My old FreeMarkets colleague, Sundar Kamakshisundaram ("Sundar K." for linguistically challenged people like me), has been hard at work on an expert mini-series on Supply Risk over on Supply Excellence (you can read Part 1 and Part 2 of the series by clicking the previous links). What I like about his approach is that it is a prescription -- or in his words, a "concrete" way to tackle the issue. Sundar argues, for example, that companies should be more proactive in managing their suppliers. But managing should not be an abstract construct like an old Drucker tomb that sits on the shelf. Management concepts should be concrete. For example, active supplier management requires rolling out "performance measurement processes to measure supplier performance consistently in a good recurring cadence".

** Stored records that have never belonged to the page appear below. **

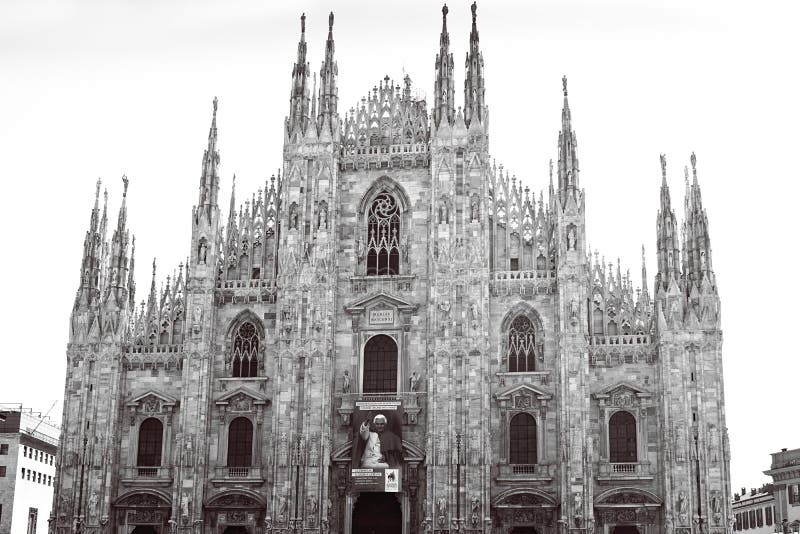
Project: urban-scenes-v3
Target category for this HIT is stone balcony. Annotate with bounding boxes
[336,392,425,426]
[495,463,554,483]
[210,466,265,486]
[596,462,654,482]
[120,466,173,487]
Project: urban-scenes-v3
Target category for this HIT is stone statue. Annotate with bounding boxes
[567,227,577,250]
[342,370,351,393]
[409,371,420,392]
[470,497,480,527]
[88,491,98,522]
[437,497,448,526]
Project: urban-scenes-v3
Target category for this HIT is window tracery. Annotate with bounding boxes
[366,193,400,276]
[508,316,536,372]
[231,321,259,378]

And it also requires putting your money where your mouth -- or scorecard -- is, awarding "more business to high performers based on quality, timeliness and other key performance indicators". In other words, supplier risk management is not just about getting a bunch of finance geeks together in a room and running Altman-Z scores or pouring over credit or risk information from third party vendors. Or for that matter, obsessing over spend analysis and supplier performance data in a vacuum. No, supply risk management must be about management! It must be about marshalling a process and driving change and action both internally and externally. And like all good managers, supply risk managers must lead by example that requires knowing where you are today and how to get to where you want to be tomorrow.
While I'm on the subject of Drucker -- may he rest in management peace -- I'll leave you with one of his quotations that I agree with. To wit, it's hard to argue that "Management by objective works -- if you know the objectives. Ninety percent of the time you don't." When it comes to supply risk can you afford to be wrong and to not know your objectives 90% of the time -- or even 10% of the time for that matter? If you can't, then focus on defining and pursuing clear goals, taking the advice of Sundar and many others who have good directive advice on the subject. And what ever you do, please don't think of slamming in a system (or buying content) to target supply risk until you know what the heck your primary goals are in making supply risk "concrete" in the first place.